Roberto Mancin, esperto della Struttura Salute Mentale e Dipendenze della Regione Lombardia, ha presentato oggi, 10 dicembre, al convegno organizzato dalla Regione Lombardia dal titolo “Tutti in gioco – Strategie, Responsabilità, Politiche nella prevenzione e nel contrasto al GAP a 10 anni dalla L.r. 8/13”, un’analisi approfondita sull’impatto del gioco d’azzardo patologico (DGA) e sull’efficacia dei servizi dedicati nella regione. I dati aggiornati al 2024 rivelano una realtà complessa e ricca di sfide per il sistema sanitario, evidenziando le difficoltà legate all’accesso ai percorsi di cura e alla gestione di una dipendenza spesso sottovalutata.
“La prevalenza del gioco d’azzardo problematico in Lombardia è stimata al 2,3% della popolazione tra i 15 e i 74 anni, un dato che equivale a circa 150.000 persone. Tuttavia, i servizi riescono ad assisterne solo una parte, corrispondente al 7% del totale stimato. Questo dato sottolinea come molti soggetti restino al di fuori del circuito di aiuto, spesso per la scarsa consapevolezza del problema o per la percezione errata che il DGA non sia una patologia curabile”, ha sottolineato Mancin.
La maggior parte dei pazienti che accedono ai servizi si colloca nella fascia di età compresa tra i 35 e i 54 anni, con una presenza significativa di anziani, pari al 13% del totale. I giovani sotto i 34 anni rappresentano solo il 20%, un dato che riflette probabilmente una minore percezione del rischio o una scarsa conoscenza dei servizi di supporto. Le donne sono meno rappresentate rispetto agli uomini, una tendenza osservata anche nei casi di tossicodipendenza.
Un aspetto rilevante è il ritardo con cui i pazienti richiedono aiuto. In media, passano circa sette anni dall’inizio del problema al momento della prima richiesta di cura. Questo lungo periodo di latenza è attribuibile alla difficoltà di riconoscere la dipendenza e alla reticenza nell’affrontarla. Anche quando il percorso di cura viene avviato, non sempre è portato a termine. Circa il 30% dei pazienti abbandona il trattamento entro i primi tre mesi, mentre il restante 70% riesce a completare il percorso. Di questi, oltre la metà raggiunge una remissione completa, superando il craving e la dipendenza. Il restante 30% ottiene comunque miglioramenti significativi, acquisendo strategie per gestire il comportamento compulsivo.
Le difficoltà incontrate dal sistema sanitario nel rispondere a queste esigenze sono molteplici. Da un lato, la complessità dei casi è accentuata dal fatto che solo il 40% degli assistiti presenta una dipendenza esclusiva da gioco, mentre negli altri si sovrappongono problematiche legate all’abuso di sostanze o a disturbi psichiatrici gravi. Dall’altro lato, la marginalità economica e le condizioni debitorie dei pazienti aggravano ulteriormente la situazione, rendendo più difficile la stabilizzazione dei risultati ottenuti.

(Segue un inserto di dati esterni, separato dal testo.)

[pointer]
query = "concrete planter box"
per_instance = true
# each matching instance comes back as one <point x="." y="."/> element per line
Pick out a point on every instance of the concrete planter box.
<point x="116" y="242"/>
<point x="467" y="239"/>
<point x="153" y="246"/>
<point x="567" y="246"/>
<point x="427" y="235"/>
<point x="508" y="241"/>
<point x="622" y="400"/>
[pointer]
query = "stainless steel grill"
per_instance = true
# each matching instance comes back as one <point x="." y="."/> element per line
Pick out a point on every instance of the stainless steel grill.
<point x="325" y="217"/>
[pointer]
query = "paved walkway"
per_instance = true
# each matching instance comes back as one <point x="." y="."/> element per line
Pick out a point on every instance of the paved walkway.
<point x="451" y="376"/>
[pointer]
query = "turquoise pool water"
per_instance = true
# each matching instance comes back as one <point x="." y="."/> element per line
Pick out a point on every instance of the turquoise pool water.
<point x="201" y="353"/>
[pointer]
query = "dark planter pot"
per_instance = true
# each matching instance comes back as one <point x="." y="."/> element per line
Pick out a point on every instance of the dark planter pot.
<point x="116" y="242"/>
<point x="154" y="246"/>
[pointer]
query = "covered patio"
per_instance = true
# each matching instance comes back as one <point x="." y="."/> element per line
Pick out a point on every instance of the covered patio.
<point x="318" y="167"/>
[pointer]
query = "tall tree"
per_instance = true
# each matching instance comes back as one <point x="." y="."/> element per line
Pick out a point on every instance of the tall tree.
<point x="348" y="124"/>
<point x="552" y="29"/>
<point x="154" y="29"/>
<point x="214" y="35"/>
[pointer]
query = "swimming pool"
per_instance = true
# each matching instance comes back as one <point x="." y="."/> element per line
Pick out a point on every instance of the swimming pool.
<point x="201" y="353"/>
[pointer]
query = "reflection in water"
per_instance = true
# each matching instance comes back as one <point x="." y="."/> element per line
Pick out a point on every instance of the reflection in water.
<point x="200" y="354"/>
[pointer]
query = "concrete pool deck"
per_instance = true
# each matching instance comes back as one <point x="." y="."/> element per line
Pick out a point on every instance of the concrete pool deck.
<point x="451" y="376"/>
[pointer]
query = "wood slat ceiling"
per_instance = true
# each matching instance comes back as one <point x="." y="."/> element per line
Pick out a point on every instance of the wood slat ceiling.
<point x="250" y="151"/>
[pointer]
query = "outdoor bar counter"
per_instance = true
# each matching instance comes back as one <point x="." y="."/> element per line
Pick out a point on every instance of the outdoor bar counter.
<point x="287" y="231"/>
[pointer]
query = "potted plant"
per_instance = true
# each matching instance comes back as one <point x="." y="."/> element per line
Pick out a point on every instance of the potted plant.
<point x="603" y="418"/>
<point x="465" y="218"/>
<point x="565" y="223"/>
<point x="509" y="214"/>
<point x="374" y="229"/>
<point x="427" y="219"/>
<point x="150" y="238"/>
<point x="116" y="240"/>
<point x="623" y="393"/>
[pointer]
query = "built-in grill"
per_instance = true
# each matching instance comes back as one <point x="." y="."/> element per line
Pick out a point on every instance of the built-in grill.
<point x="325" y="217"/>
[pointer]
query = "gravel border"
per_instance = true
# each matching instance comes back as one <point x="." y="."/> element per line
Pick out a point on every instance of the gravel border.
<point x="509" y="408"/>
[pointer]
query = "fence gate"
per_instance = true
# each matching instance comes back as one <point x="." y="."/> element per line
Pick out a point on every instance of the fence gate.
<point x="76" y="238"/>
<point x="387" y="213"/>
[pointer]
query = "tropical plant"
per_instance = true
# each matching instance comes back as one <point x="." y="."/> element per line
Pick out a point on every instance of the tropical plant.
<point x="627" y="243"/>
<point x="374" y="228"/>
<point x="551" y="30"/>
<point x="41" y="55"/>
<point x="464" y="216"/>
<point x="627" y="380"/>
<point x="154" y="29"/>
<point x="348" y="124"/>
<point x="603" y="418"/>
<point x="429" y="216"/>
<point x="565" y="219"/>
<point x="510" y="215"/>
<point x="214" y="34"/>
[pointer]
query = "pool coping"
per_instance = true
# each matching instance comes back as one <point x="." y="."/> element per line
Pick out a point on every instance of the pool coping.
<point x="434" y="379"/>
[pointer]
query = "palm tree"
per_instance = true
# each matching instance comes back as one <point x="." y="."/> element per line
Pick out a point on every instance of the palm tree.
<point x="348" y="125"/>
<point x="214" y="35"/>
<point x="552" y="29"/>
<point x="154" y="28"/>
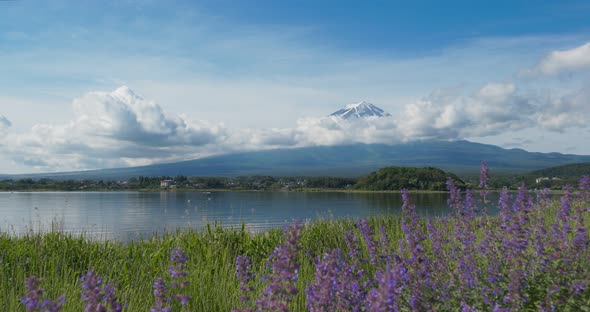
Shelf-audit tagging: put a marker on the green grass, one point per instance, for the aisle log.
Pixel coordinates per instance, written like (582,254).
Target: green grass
(61,259)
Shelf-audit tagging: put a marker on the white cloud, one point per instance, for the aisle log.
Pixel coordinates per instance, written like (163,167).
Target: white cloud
(113,129)
(569,111)
(120,128)
(4,123)
(561,61)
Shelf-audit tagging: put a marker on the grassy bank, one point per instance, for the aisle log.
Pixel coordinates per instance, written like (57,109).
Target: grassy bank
(531,257)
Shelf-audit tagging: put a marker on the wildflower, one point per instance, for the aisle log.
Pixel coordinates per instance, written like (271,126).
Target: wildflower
(245,276)
(178,273)
(98,298)
(283,277)
(32,300)
(161,295)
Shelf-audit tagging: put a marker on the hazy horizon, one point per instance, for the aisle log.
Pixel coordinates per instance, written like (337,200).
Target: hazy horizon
(116,84)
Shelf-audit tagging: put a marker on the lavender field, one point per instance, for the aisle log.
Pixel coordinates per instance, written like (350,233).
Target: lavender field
(533,256)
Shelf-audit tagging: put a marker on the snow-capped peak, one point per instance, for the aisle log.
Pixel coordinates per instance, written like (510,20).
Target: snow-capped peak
(360,110)
(124,92)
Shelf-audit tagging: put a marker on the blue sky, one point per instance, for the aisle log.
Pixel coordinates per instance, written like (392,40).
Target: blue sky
(212,77)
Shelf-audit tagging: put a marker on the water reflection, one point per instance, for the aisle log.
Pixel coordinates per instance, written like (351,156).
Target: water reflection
(134,215)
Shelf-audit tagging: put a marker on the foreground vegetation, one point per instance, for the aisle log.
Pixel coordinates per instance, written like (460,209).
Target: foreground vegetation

Mancin ha evidenziato che, per migliorare l’efficacia degli interventi, è necessario rafforzare la sensibilizzazione del pubblico sull’esistenza dei servizi e sulla loro utilità. Occorre anche rendere i percorsi terapeutici più attrattivi, adattandoli meglio alle esigenze individuali, e potenziare l’integrazione tra i diversi settori della sanità per affrontare in modo completo le problematiche correlate. Solo attraverso un approccio più sistemico e mirato sarà possibile ridurre il numero di persone che restano escluse dai percorsi di cura e migliorare il tasso di successo dei trattamenti.
Dai dati presentati emerge come il numero degli accessi, dopo il calo registrato tra il 2029 e il 2021, stia tornando ai livelli del 2017-2018. A oggi il totale degli assistiti è di 2638, contro il 2761 del 2027 e i 2879 del 2018. Negli anni, se si considera il periodo Covid in cui il numero degli accessi è diminuiti per ragioni legate all’emergenza, sul numero di pazienti non hanno influito le politiche regionali che limitano l’offerta di gioco fisico, ovvero distanziometro e limitazione orarie di funzionamento degli apparecchi da gioco.
Il quadro delineato da Mancin offre spunti di riflessione importanti, non solo per i professionisti del settore, ma anche per i decisori politici, chiamati a investire in strategie di prevenzione e intervento sempre più efficaci.